Berpemilu (khususnya berpilpres) membawa beberapa tokoh tertentu ke posisi yang kompleks. Jika Anda ingin menjadi warga yang aktif dan bermanfaat dalam proses berpemilu itu, jangan lupa perhatikan kompleksitas itu baik-baik, agar tak salah bertindak, apalagi menyebarkan kebencian bahkan ancaman pada kandidat politisi. Sama saja, apakah kebencian itu berdasar ataukah kebencian itu tanpa dasar. Kebencian sebaiknya jangan diperturutkan.
Izinkan saya menjadikan Jokowi dan Prabowo sebagai contoh-contoh kasus untuk memudahkan Anda menghayati uraian ini. Ingat loh ya, Jokowi dan Prabowo cuma studi kasus. Yang lebih penting dari kasus adalah essensinya.
Kedua nama itu menarik untuk dijadikan contoh kasus, sebab politik elektoral Indonesia sejak tahun 2014 sangat ditentukan oleh rivalitas antara keduanya. Perbincangan warga seringkali didominasi oleh tema mencintai atau membenci kedua politisi.
Kalau sekadar dukungan yang proporsional pada kedua politisi, tentu tidak akan menjadi masalah. Yang menjadi masalah adalah kebencian dan dukungan yang melampaui proporsionalitas. Tak sedikit orang yang terjebak dalam hal itu. Ulama, akademisi, seniman, pensiunan (tentara atau sipil), akitivis, banyak yang tidak bisa menghindar dari jebakan ini.

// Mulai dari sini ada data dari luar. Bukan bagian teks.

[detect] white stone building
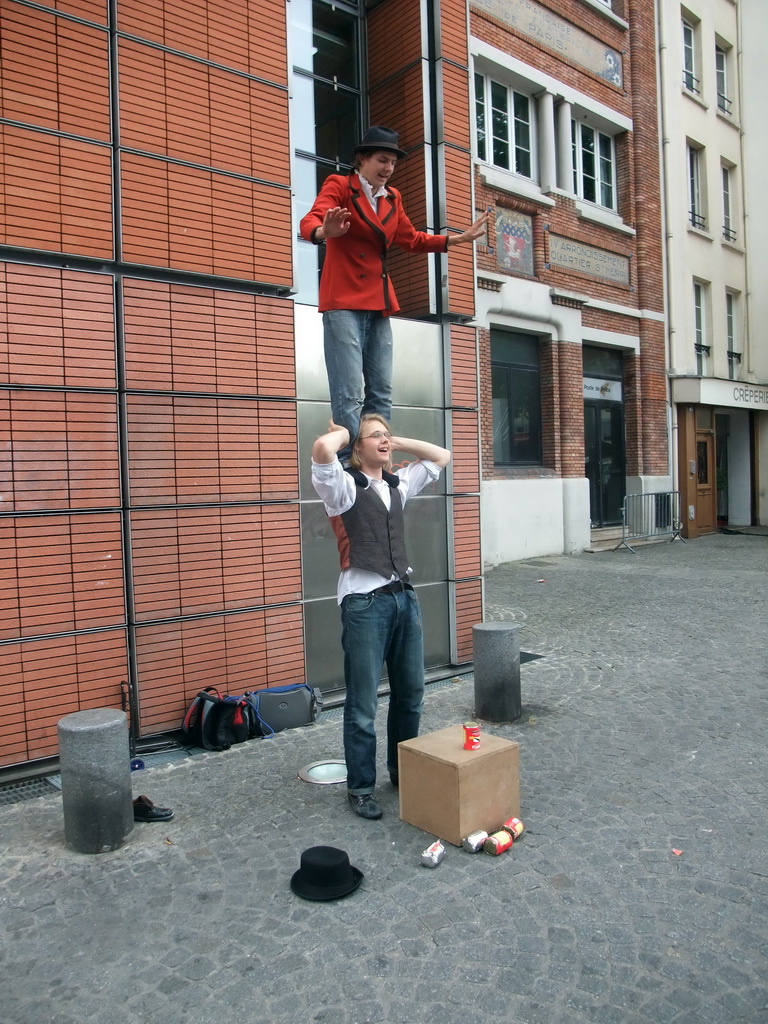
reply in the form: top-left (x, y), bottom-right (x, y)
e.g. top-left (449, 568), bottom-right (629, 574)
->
top-left (660, 0), bottom-right (768, 534)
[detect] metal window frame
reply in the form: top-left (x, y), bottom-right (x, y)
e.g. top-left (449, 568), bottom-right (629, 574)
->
top-left (682, 18), bottom-right (699, 94)
top-left (476, 73), bottom-right (534, 180)
top-left (688, 145), bottom-right (705, 229)
top-left (571, 119), bottom-right (617, 212)
top-left (715, 46), bottom-right (732, 113)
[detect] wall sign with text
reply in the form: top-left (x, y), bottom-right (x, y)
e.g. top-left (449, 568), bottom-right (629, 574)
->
top-left (548, 234), bottom-right (630, 286)
top-left (471, 0), bottom-right (623, 87)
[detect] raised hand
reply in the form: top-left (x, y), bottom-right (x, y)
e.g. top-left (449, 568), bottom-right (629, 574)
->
top-left (321, 207), bottom-right (351, 238)
top-left (446, 209), bottom-right (490, 247)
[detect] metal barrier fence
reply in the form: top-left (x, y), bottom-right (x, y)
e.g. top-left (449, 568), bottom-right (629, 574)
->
top-left (614, 491), bottom-right (685, 553)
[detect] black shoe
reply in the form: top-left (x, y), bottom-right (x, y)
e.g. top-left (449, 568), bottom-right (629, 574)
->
top-left (390, 773), bottom-right (399, 788)
top-left (347, 793), bottom-right (383, 819)
top-left (133, 795), bottom-right (174, 823)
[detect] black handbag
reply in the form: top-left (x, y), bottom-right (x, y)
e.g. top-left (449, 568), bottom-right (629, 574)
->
top-left (181, 687), bottom-right (259, 751)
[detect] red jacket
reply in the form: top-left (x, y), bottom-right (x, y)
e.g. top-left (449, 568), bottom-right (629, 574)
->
top-left (299, 172), bottom-right (448, 316)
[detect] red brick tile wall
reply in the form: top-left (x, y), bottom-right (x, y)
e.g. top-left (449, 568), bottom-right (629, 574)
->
top-left (0, 266), bottom-right (116, 388)
top-left (116, 0), bottom-right (288, 81)
top-left (0, 125), bottom-right (114, 258)
top-left (122, 280), bottom-right (295, 397)
top-left (0, 4), bottom-right (110, 139)
top-left (453, 578), bottom-right (483, 664)
top-left (0, 390), bottom-right (121, 510)
top-left (118, 41), bottom-right (291, 183)
top-left (0, 631), bottom-right (129, 763)
top-left (0, 0), bottom-right (302, 766)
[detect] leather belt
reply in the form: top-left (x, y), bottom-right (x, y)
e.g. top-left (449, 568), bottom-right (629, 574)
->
top-left (371, 574), bottom-right (412, 596)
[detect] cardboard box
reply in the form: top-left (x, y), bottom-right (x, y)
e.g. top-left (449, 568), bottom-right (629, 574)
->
top-left (398, 725), bottom-right (520, 846)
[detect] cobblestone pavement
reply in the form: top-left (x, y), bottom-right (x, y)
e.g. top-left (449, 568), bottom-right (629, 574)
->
top-left (1, 532), bottom-right (766, 1024)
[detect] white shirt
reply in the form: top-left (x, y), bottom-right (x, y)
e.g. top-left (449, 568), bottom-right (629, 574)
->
top-left (311, 457), bottom-right (441, 603)
top-left (358, 174), bottom-right (387, 213)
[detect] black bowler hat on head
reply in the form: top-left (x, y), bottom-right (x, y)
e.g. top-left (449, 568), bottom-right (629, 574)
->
top-left (353, 126), bottom-right (407, 159)
top-left (290, 846), bottom-right (364, 901)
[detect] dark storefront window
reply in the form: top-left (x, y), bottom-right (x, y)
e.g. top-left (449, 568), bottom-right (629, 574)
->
top-left (491, 331), bottom-right (542, 466)
top-left (583, 346), bottom-right (622, 379)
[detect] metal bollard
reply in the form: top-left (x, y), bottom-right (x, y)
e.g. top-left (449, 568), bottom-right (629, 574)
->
top-left (473, 622), bottom-right (522, 722)
top-left (58, 708), bottom-right (134, 854)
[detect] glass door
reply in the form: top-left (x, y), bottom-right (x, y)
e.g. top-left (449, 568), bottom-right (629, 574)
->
top-left (585, 401), bottom-right (625, 526)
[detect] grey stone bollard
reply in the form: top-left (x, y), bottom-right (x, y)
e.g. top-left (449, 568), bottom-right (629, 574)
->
top-left (58, 708), bottom-right (134, 854)
top-left (473, 622), bottom-right (522, 722)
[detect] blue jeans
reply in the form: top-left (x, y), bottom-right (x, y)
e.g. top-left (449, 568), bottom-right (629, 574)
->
top-left (323, 310), bottom-right (393, 459)
top-left (340, 587), bottom-right (425, 794)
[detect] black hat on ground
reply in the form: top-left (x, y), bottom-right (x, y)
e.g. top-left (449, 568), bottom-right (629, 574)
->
top-left (290, 846), bottom-right (364, 901)
top-left (352, 126), bottom-right (407, 159)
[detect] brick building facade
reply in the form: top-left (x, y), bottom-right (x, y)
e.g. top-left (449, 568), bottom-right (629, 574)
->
top-left (0, 0), bottom-right (668, 770)
top-left (0, 0), bottom-right (485, 769)
top-left (470, 0), bottom-right (669, 564)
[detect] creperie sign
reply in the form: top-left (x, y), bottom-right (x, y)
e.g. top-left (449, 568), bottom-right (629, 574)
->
top-left (732, 385), bottom-right (768, 407)
top-left (671, 376), bottom-right (768, 411)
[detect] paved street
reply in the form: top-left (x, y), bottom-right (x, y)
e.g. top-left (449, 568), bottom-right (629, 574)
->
top-left (1, 532), bottom-right (766, 1024)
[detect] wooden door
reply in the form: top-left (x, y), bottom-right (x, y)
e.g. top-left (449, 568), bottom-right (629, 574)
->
top-left (695, 429), bottom-right (716, 533)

Mari kita lihat Prabowo terlebih dahulu. Pertanyaannya sederhana: bolehkah kita membencinya karena latar belakang dia dan ambisi politik dia untuk menjadi presiden? Soal kebencian, itu urusan pribadi setiap orang. Tapi mengekspresikan kebencian dalam hinaan kepada Prabowo, seharusnya tak boleh dilakukan.
Mengapa? Ketika Prabowo mencalonkan diri sebagai calon presiden, dia sedang menggunakan hak konstitusional sebagai warga negara untuk dipilih dan memilih.

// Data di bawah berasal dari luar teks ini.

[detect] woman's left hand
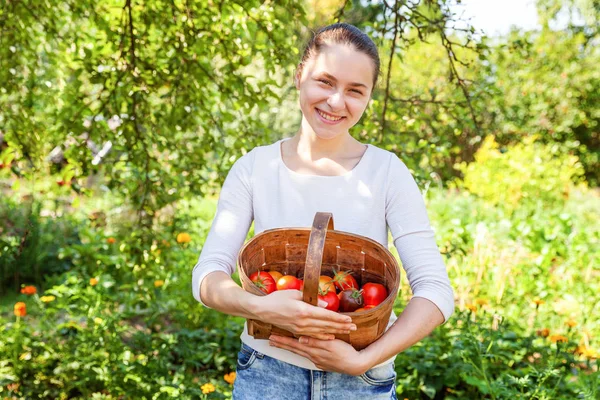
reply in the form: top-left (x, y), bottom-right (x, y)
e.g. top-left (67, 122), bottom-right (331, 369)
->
top-left (268, 334), bottom-right (371, 376)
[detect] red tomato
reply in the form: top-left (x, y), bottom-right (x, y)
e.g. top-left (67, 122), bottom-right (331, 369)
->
top-left (332, 269), bottom-right (358, 291)
top-left (319, 276), bottom-right (336, 293)
top-left (276, 275), bottom-right (303, 291)
top-left (354, 305), bottom-right (376, 313)
top-left (362, 283), bottom-right (388, 306)
top-left (249, 271), bottom-right (277, 294)
top-left (318, 290), bottom-right (340, 312)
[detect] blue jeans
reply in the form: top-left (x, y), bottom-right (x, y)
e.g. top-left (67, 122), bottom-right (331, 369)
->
top-left (232, 342), bottom-right (397, 399)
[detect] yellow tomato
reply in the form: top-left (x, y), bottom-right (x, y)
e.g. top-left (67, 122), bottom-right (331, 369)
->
top-left (319, 276), bottom-right (336, 293)
top-left (267, 270), bottom-right (284, 283)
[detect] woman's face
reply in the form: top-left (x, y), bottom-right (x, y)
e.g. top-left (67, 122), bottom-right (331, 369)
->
top-left (295, 44), bottom-right (374, 141)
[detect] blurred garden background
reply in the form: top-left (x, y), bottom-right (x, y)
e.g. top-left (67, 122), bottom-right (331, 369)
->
top-left (0, 0), bottom-right (598, 398)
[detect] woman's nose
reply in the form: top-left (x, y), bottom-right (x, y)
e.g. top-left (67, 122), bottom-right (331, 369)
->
top-left (327, 92), bottom-right (345, 110)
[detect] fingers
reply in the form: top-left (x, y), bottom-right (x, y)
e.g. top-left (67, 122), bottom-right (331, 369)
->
top-left (269, 335), bottom-right (315, 359)
top-left (298, 336), bottom-right (330, 348)
top-left (280, 291), bottom-right (349, 324)
top-left (308, 306), bottom-right (354, 324)
top-left (301, 313), bottom-right (357, 332)
top-left (306, 333), bottom-right (335, 340)
top-left (292, 308), bottom-right (357, 334)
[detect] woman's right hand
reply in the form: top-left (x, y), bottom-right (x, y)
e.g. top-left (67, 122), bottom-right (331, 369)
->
top-left (250, 290), bottom-right (357, 340)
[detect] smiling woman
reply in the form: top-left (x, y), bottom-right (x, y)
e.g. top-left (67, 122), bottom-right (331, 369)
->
top-left (192, 22), bottom-right (454, 400)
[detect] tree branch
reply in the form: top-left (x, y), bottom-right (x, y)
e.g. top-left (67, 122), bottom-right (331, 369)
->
top-left (333, 0), bottom-right (350, 23)
top-left (379, 3), bottom-right (401, 142)
top-left (125, 0), bottom-right (137, 70)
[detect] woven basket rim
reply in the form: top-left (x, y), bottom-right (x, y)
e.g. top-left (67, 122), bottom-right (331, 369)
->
top-left (237, 225), bottom-right (400, 268)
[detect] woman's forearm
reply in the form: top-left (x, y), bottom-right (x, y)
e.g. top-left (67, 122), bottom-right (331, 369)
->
top-left (361, 297), bottom-right (446, 368)
top-left (199, 271), bottom-right (262, 320)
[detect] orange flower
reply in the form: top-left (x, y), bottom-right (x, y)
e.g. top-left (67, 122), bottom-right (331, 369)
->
top-left (154, 280), bottom-right (164, 288)
top-left (14, 302), bottom-right (27, 317)
top-left (90, 278), bottom-right (99, 286)
top-left (201, 383), bottom-right (215, 394)
top-left (465, 304), bottom-right (477, 313)
top-left (176, 233), bottom-right (192, 244)
top-left (549, 334), bottom-right (568, 344)
top-left (20, 285), bottom-right (37, 295)
top-left (224, 371), bottom-right (236, 384)
top-left (7, 382), bottom-right (20, 391)
top-left (536, 328), bottom-right (550, 338)
top-left (565, 319), bottom-right (577, 328)
top-left (533, 298), bottom-right (545, 306)
top-left (107, 237), bottom-right (116, 244)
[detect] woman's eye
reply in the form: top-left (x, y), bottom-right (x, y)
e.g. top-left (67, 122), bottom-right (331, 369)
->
top-left (317, 79), bottom-right (362, 95)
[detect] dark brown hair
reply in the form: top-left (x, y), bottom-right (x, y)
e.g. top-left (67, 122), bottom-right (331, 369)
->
top-left (296, 23), bottom-right (381, 92)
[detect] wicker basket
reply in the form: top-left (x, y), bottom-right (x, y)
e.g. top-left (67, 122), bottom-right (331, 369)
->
top-left (238, 212), bottom-right (401, 350)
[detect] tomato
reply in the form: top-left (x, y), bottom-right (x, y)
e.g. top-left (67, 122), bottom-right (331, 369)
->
top-left (318, 289), bottom-right (339, 312)
top-left (354, 305), bottom-right (376, 313)
top-left (319, 276), bottom-right (336, 293)
top-left (362, 283), bottom-right (388, 306)
top-left (249, 271), bottom-right (277, 294)
top-left (338, 288), bottom-right (364, 312)
top-left (276, 275), bottom-right (303, 291)
top-left (332, 269), bottom-right (358, 291)
top-left (267, 270), bottom-right (283, 283)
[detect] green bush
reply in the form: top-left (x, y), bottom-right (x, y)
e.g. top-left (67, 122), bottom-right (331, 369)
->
top-left (394, 309), bottom-right (598, 399)
top-left (457, 135), bottom-right (586, 211)
top-left (0, 198), bottom-right (80, 295)
top-left (0, 222), bottom-right (243, 399)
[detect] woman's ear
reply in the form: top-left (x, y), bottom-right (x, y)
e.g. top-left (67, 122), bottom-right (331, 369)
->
top-left (294, 66), bottom-right (302, 89)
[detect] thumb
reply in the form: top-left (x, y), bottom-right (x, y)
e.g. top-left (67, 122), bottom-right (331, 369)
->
top-left (318, 299), bottom-right (328, 308)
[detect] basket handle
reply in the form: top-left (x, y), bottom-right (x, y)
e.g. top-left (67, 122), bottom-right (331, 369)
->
top-left (302, 212), bottom-right (334, 306)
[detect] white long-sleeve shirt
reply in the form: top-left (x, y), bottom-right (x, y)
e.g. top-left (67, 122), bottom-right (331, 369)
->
top-left (192, 137), bottom-right (455, 370)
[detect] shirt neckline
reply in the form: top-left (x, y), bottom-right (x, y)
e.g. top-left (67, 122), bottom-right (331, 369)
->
top-left (278, 138), bottom-right (371, 178)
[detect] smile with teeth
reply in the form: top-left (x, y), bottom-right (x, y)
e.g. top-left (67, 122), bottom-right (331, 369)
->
top-left (316, 108), bottom-right (344, 122)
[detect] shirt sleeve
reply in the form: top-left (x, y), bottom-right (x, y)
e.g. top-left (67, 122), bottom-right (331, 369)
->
top-left (191, 149), bottom-right (255, 307)
top-left (385, 154), bottom-right (455, 322)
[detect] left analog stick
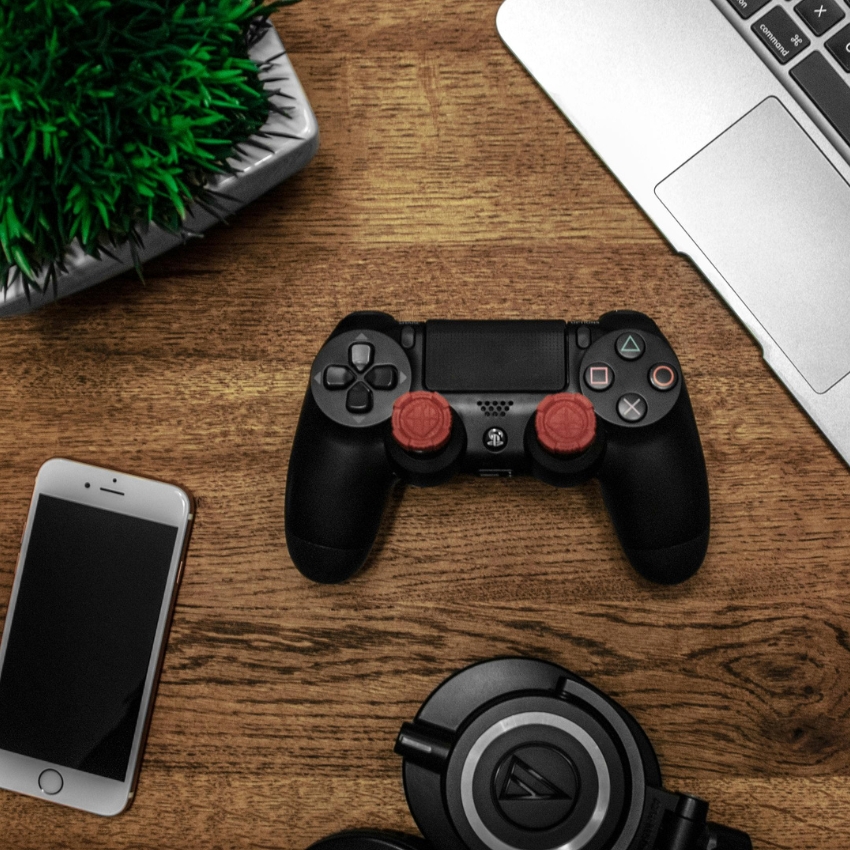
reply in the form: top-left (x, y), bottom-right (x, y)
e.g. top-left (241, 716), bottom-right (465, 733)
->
top-left (392, 392), bottom-right (453, 453)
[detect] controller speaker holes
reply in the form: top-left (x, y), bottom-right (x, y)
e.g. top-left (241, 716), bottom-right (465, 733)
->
top-left (477, 400), bottom-right (513, 417)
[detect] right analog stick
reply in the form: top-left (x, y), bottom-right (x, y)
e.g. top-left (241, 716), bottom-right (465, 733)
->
top-left (392, 392), bottom-right (453, 453)
top-left (535, 393), bottom-right (597, 455)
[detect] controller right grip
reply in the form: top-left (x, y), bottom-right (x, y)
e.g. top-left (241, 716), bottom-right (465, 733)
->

Posisi kita pada orang yang sedang mengajukan diri untuk dipilih sebenarnya sangat powerful, sebab kitalah yang punya hak untuk memilih. Jadi kalau kita suka pada Prabowo, pilih dia. Tak suka? Jangan pilih dia.
Mengekspresikan kebencian padanya sama sekali tak memberi kontribusi apa pun pada demokrasi. Malah mungkin bisa membuat demokrasi tidak sehat, seperti yang telah kita lakukan dengan mencipta polarisasi politik karena kebencian.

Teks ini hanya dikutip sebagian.